Naar boven ↑

Rechtspraak

werkgeefster/werknemer
Rechtbank Gelderland, 21 februari 2013

werkgeefster/werknemer

Ontbinding arbeidsovereenkomst docent wegens verstoorde arbeidsrelatie die aan werkgeefster is te wijten. Geen vergoeding boven op bovenwettelijke werkloosheidsuitkering

Werknemer is sinds 1990 in dienst als docent. In mei 2010 rapporteert de bedrijfsarts dat werknemer een operatie te wachten staat, waardoor hij langere tijd arbeidsongeschikt zal zijn. Werknemer is een vertrekregeling geboden. Deze regeling heeft werknemer op dat moment geweigerd vanwege uitkeringstechnische gevolgen van zijn ziekte. Thans verzoekt werkgeefster ontbinding, primair wegens een dringende reden. Gesteld wordt dat werknemer in de zomer van 2012 weer aan de slag is gegaan, maar dat elke motivatie bij werknemer blijkt te zijn verdwenen. Er zijn ernstige klachten over werknemer geweest van studenten, leerkrachten en basisscholen.

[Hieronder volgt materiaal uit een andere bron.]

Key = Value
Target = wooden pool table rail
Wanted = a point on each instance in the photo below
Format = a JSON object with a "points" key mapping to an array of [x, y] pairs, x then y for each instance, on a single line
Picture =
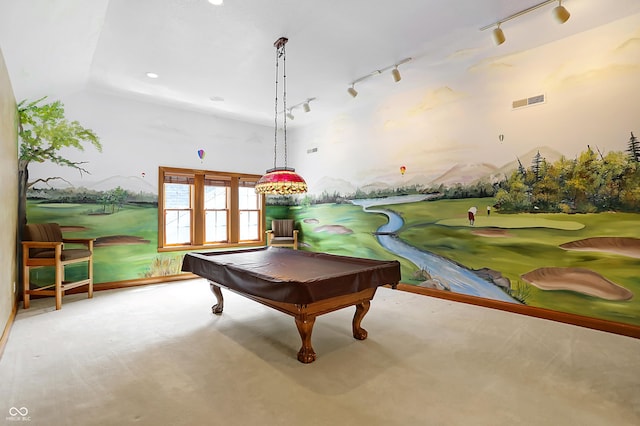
{"points": [[305, 314]]}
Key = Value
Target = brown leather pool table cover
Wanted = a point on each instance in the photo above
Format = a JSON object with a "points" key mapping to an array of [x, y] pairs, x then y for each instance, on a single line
{"points": [[291, 276]]}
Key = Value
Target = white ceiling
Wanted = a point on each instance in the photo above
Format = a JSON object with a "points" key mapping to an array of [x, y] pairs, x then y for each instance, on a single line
{"points": [[200, 51]]}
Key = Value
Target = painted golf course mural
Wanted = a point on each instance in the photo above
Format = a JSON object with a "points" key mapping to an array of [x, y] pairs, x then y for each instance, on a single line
{"points": [[535, 206]]}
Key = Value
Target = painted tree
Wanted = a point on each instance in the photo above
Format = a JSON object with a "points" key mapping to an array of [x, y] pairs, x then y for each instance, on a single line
{"points": [[634, 148], [44, 131]]}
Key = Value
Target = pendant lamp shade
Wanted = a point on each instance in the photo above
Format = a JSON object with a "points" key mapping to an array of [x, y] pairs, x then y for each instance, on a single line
{"points": [[281, 180]]}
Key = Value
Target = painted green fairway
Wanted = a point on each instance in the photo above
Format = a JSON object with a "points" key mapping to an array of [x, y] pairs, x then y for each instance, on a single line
{"points": [[531, 241]]}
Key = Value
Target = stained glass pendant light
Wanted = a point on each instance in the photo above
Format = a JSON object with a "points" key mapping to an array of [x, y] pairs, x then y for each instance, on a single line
{"points": [[281, 180]]}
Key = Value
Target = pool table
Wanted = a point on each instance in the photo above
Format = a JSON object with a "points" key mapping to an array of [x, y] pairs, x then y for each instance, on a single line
{"points": [[299, 283]]}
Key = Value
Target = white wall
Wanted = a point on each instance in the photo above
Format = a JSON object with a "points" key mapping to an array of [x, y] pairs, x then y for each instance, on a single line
{"points": [[440, 116], [8, 194], [138, 137]]}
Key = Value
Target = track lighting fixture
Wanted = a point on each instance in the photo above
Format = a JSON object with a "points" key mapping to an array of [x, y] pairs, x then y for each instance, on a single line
{"points": [[560, 13], [498, 36], [305, 105], [394, 72]]}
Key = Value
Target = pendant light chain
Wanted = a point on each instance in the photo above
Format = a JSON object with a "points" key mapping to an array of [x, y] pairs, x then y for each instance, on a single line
{"points": [[275, 120], [281, 180], [284, 100]]}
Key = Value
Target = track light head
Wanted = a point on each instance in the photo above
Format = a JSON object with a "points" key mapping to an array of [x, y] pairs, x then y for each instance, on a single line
{"points": [[560, 13], [396, 74], [498, 36]]}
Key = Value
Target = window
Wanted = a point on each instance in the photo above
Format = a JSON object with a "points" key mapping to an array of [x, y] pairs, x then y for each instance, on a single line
{"points": [[205, 209]]}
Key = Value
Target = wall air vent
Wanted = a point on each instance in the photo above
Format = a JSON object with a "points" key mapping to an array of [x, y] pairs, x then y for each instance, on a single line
{"points": [[533, 100]]}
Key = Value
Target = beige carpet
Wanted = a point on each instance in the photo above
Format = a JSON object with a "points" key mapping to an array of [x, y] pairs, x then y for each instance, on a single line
{"points": [[156, 355]]}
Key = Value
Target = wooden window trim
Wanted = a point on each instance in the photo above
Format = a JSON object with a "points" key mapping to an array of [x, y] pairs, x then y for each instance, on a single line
{"points": [[235, 180]]}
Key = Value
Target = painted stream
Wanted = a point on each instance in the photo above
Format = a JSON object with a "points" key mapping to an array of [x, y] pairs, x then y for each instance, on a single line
{"points": [[459, 278]]}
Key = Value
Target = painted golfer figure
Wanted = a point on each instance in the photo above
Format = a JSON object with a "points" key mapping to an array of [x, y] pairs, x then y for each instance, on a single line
{"points": [[472, 215]]}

De kantonrechter oordeelt als volgt. Nu een vruchtbare samenwerking niet meer mogelijk is, wordt de arbeidsovereenkomst ontbonden. Toen werknemer in 2012 weer aan de slag ging, hing de vertrekregeling die partijen in 2010 hadden gesloten boven de markt. Dat werknemer had gedacht dat de vertrekregeling over zijn ziekte heen getild zou worden, wekt op zichzelf geen verbazing. Onvoldoende gebleken is dat werkgeefster uit was op een nieuwe start met werknemer. Het was aan werkgeefster geweest daarover volstrekte openheid en duidelijkheid te betrachten en werknemer wat betreft haar verwachtingen over de wijze van functioneren bij de hand te nemen. Voordat werknemer uitviel, was er al langdurig kritiek op zijn functioneren. Het was een kwestie van tijd dat de klachten zouden herleven. Van een dringende reden is geen sprake. De allengs verslechterde arbeidsverhouding komt in overwegende mate voor rekening en risico van werkgeefster, doordat zij werknemer te weinig houvast of richtlijnen heeft gegeven. Er is aanleiding om aan werknemer een vergoeding toe te kennen. Werkgeefster heeft onder verwijzing naar de Bovenwettelijke Werkloosheidsregeling Hoger Beroepsonderwijs (BWRHBO) uiteengezet dat de gehele WW-uitkering, een aanvullende uitkering en een aansluitende uitkering volledig voor haar rekening komen. Bij weglating van de kosten ‘bruto WW’ resteert een bedrag van € 127.715,84, zijnde een bedrag dat een afwikkeling volgens toepassing van de neutrale factor benadert, dan wel overschrijdt. Er is geen aanleiding voor toekenning van een vergoeding daarbovenop.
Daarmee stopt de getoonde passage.